How birds see straight (video)
Swans beat their wings five times per second, and yet their heads stay remarkably still. How is this possible?
You know how it is, you take to the air, your body flaps all over the place and it makes your head shake. It’s impossible to see where you are going. Everything is a bit fuzzy.
Pretty frustrating, if we could fly that is.
Not so for flying animals, they flap their wings about - some at super-charged speeds - and have no trouble seeing.
Their sight is extremely precise and that’s in part because flying birds have great head-eye co-ordination.
“Basically they are generating a force that changes wing beat by wing beat,” says David Lentink of Stanford University in California, US.
This is especially visible in birds with long necks such as swans or geese.
Geese, in fact, go one further. As a goose is on the way to landing, it will twist its body until it is flying upside down. At the same time its head turns 180 degrees in order to see straight.
Scientists have now sought to understand how exactly birds like geese and swans, can still see so well as they move. Surprisingly, Lentink says, not much was known about how birds move their heads in flight.

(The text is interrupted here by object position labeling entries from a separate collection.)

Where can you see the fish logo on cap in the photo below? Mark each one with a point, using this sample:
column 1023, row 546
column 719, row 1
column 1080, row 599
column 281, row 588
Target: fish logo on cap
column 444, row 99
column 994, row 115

“That might seem like a simple question but we also put a lot of efforts in stabilising our own head when we are running. That’s important if we want to prevent blurry vision.

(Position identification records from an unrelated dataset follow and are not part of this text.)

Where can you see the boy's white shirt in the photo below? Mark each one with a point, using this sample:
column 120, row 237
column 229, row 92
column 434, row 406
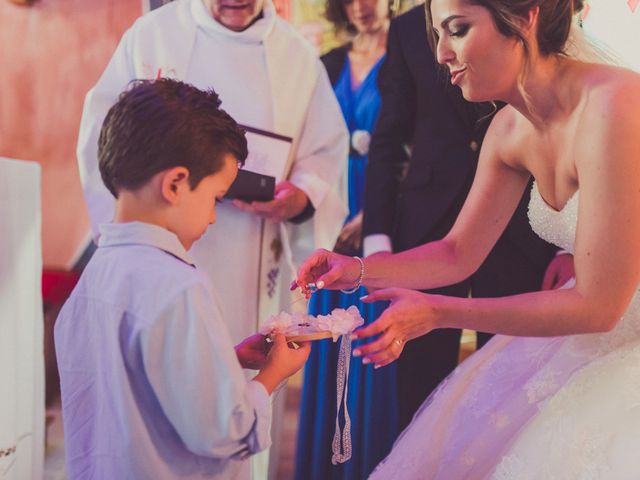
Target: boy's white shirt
column 151, row 384
column 302, row 105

“It becomes essential when making fast manoeuvres, birds are great examples of this,” he says.
Modeling the flight trajectory of the ordinary swan as it flew over a lake, his team found that swans use their necks to stablise their head – in a similar way to how car suspension works.
Using their observations from whooper swans the team modeled this suspension system in the lab to find it works just like the swan’s neck.
Their long necks really do serve to keep their heads steady, made possible because of how they are built. The findings are published in the Royal Society Interface.
Most birds have three times the vertebrae as humans, and swans have 200 muscles on each side of their neck.
This feat of nature could be mimicked in drones, the team propose. That way, any cameras attached could smoothly capture the world below.